The WCAP's case managers use the INTERMED-Complexity Assessment Grid (IM-CAG) tool to help evaluate complex patients. The INTERMED Foundation developed the IM-CAG tool to help case managers create a detailed profile of the patient and identify barriers in the following four domains:
Biological. Does the patient have any chronic illnesses?
Psychological. Does the patient have a history of or currently show signs of psychological issues such as depression, anxiety, or substance use?
Social. Does the patient have access to social support services? Does he or she have a stable living arrangement?
Health system. Has the patient had difficulty assessing services? Did he or she have a bad experience with providers?
The case manager shares the results of the assessment with the treatment team as well as the patient to improve coordination of care.
Case managers obtain information by conducting through interviews with patients. Based on their responses, a case manager assigns patients a score and a color designation. The colors correspond to the following categories:
Red is an area of extreme vulnerability that requires immediate action
Orange is an area of moderate vulnerability that should be a part of the treatment plan
Yellow is an area of mild vulnerability that should be monitored
Green is an area that requires no action
"The IM-CAG tool helps formulate a care plan based on priority levels," says Alan Boardman, LMSW, co-director of the WCAP from Beacon Health Strategies.
For example, if a patient is homeless, the case manager can make the "residential stability" field red.
The three-year demonstration project is still in its first year and is currently focused on assessing patients and developing care plans. Boardman and McGlone say they have not begun measuring the program's success. Nevertheless, they hope the project will help make the integrated care model the preferred method for handling complex patients.
Integrated care in action
Hospital case managers do not need to be experts in mental health to be effective in the integrated model, says Perez. She encourages case managers to become familiar with basic mental health issues and seek advice from experts when dealing with complex patients.

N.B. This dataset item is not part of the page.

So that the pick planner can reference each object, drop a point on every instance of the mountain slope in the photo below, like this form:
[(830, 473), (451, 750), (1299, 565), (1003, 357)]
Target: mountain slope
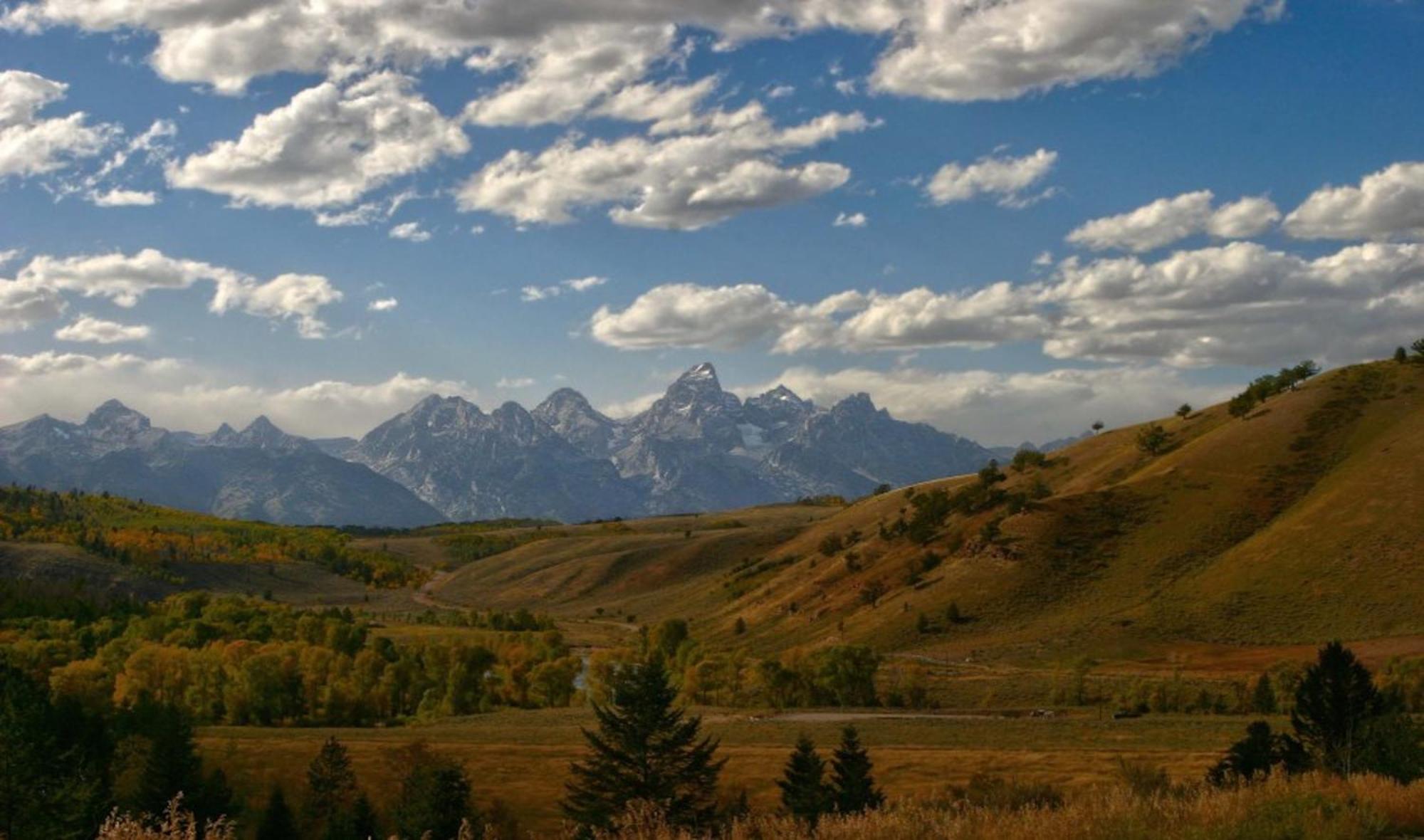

But in order for integrated care to work, case managers need to be willing to address behavioral problems when signs are apparent. For example, if a patient is not progressing through rehab as quickly as anticipated, perhaps depression or some other behavioral problem could be slowing the process.
Identification of the mental health problem is only the beginning of the process. "You can't just say [to the patient], 'You need to go get counseling,' " Perez says. Instead, case managers need to take the time to help the patient discover the problem as well as establish relationships with physical and mental health providers for better communication.
Hudson Health Plan tries to facilitate effective communication between hospital case managers and mental health providers as part of its demonstration program.
Some mental health providers may be hesitant to share information about their patients because of confidentiality concerns. In that case, tell the provider that you are not requesting detailed notes, just basic information that you can use to support the patients' needs, Perez says.
Although the reimbursement model does not lend itself to coordination between mental and physical health, a sharp case manager can make a big difference in the care of complex patients. The willingness to address behavioral health issues and their effect on patient outcomes will help case managers meet departmental goals and better serve their patients.